In Canada, Toronto lawyers Steven Pulver and Daniel Levine have accomplished the wonderfully oxymoronic by creating a technology conference without the technology. Their Fireside Conference, started in 2014, is notable for forbidding usage of devices and being located in one of the few remaining corners of the Earth unpenetrated by cellphone reception. Attendees were reportedly jarred by having to ask strangers for directions around the site, an action they hadn’t performed in years due to the mass proliferation of GPS technology.
The number of participants for the Fireside Conference this year was double that of the previous. Increasingly, people are willing to brave inconvenience to get away from their phones.
I have not sworn off all technology. I make calls and write texts with my flip phone, but whenever I’m in Wi-Fi I use my iPod Touch to iMessage instead. I maintain an Instagram and Facebook account. But I inhabit the virtual world far less than I had before.

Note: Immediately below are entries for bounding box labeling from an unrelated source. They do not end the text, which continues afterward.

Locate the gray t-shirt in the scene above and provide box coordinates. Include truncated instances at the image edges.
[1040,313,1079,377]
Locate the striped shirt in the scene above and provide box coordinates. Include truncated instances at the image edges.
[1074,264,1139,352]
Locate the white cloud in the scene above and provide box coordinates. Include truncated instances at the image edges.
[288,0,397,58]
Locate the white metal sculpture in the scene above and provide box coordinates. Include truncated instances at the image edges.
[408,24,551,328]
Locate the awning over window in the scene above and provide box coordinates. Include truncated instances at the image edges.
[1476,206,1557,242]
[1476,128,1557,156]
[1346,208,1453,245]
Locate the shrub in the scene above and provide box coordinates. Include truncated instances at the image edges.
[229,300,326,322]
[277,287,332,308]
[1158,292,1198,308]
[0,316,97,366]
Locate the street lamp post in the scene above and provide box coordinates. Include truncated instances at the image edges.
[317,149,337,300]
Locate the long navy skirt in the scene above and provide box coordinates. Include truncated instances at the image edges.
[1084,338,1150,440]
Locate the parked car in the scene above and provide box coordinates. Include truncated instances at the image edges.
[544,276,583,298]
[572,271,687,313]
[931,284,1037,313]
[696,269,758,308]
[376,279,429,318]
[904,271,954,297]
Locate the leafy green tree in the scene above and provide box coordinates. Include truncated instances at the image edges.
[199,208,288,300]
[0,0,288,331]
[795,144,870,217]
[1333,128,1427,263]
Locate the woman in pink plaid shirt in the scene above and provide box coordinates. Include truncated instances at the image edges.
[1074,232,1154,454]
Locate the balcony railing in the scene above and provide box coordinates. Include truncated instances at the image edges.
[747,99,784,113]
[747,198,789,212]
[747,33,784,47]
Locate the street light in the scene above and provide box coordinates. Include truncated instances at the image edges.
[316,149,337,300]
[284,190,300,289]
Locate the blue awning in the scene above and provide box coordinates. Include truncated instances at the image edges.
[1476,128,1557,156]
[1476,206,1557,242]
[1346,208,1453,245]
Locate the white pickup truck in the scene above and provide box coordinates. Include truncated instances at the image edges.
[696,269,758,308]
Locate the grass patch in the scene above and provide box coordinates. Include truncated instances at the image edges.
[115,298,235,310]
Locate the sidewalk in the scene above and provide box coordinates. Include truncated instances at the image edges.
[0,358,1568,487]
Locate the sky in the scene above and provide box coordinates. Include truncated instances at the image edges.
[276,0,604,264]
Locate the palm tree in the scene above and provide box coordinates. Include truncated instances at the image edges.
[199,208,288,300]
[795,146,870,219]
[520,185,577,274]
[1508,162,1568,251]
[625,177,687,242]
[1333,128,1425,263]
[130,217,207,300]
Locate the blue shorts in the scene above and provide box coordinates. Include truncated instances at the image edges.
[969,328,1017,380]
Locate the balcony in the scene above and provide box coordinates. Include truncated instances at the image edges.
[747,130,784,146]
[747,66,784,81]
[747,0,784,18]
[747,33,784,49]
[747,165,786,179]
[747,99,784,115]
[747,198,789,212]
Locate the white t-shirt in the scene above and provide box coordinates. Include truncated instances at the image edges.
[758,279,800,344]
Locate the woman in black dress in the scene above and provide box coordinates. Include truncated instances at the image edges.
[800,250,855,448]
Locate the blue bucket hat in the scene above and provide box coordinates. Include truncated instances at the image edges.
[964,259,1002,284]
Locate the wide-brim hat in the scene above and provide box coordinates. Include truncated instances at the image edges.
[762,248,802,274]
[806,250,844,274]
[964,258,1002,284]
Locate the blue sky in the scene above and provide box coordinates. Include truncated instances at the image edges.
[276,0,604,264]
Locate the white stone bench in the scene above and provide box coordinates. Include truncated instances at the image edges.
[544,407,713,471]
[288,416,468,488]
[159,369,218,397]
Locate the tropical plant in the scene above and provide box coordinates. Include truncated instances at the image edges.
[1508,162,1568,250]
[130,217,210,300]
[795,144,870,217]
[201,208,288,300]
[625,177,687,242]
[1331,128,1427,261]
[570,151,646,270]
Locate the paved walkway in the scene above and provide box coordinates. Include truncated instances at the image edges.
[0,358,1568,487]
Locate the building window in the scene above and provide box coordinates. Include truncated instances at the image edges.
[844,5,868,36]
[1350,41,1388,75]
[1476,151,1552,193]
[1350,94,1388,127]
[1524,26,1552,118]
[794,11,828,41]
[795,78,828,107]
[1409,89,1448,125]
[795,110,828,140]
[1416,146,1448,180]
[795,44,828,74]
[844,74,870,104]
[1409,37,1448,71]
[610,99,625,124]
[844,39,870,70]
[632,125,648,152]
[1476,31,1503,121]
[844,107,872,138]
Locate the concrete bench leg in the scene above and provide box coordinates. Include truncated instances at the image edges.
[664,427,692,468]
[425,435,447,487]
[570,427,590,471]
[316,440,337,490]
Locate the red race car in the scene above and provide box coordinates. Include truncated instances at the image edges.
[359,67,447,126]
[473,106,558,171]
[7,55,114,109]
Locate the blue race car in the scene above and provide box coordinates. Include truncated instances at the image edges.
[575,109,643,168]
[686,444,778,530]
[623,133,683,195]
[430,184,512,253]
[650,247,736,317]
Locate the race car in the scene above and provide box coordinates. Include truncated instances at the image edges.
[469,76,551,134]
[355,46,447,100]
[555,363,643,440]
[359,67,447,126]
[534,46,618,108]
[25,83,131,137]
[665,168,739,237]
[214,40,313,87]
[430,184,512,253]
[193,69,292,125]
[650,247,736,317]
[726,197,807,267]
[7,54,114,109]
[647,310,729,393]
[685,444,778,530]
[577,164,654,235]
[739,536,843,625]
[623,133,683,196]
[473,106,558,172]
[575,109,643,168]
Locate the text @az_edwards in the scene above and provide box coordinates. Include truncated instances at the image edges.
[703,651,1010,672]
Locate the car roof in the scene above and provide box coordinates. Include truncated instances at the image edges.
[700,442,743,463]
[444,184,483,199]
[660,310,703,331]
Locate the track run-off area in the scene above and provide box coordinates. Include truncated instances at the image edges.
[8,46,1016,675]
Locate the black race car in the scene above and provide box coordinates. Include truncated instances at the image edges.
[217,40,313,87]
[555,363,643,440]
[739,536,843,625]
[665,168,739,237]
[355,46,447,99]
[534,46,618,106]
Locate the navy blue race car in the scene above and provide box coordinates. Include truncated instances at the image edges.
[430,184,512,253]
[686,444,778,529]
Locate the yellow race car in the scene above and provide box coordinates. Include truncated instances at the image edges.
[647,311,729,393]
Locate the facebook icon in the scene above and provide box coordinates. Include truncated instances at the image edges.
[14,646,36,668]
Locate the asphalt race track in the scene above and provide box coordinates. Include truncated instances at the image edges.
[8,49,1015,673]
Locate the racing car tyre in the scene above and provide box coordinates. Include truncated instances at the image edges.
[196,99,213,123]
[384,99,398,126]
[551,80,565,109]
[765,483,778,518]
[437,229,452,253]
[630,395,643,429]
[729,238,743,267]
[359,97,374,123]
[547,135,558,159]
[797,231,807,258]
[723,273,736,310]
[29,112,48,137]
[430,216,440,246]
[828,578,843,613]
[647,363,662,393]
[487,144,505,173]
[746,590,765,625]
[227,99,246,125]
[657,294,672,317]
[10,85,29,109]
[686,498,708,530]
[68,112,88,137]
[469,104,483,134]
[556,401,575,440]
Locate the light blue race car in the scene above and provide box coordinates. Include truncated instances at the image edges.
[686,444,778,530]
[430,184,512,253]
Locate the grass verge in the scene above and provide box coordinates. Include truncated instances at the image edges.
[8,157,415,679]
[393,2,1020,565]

My fingers don’t get itchy when I’m not talking directly to someone. I can sit through a movie without playing Candy Crush. I can go out with my friends without documenting my movements to the world just to prove I do fun things. I can come up with a funny observation without needing to put it on Twitter. I can sit at a red light and stay entertained by people-watching.
I’ve been the subject of ridicule among my friends and family, but I absolutely do not regret my decision. I don’t deny the benefits of technology and have no desire to shut them completely out of my life. I instead have admitted my inability to resist the cry of my phone and adjusted my behavior accordingly. Louis C.K. would be proud: for the first time in years, I can sit down without stimulation and just “be a person.” It sounds simple, but it’s much easier said than done.
Without my smartphone, I cannot fill every moment of my time with mindless scrolling to avoid the difficult business of introspection. I cannot drown my anxieties in a sea of cat videos and memes. Sometimes, this leads to intense discomfort. Avoiding stressors may lessen anxiety in the short term, but in the end it always is the mental equivalent of throwing gasoline on the fire.
By giving up my phone, I’ve learned to confront my problems and expose myself to mini-existential crises. But through those trifles I have emerged a more emotionally secure and less stressed person.
It is easy to point out the material advantages of owning a pocket computer, snatching up the newest iPhone and being able to document your most magnificent moments as they’re happening. But I lost touch with myself in all of that.
Ultimately, the comfort of sanity outweighs inconvenience.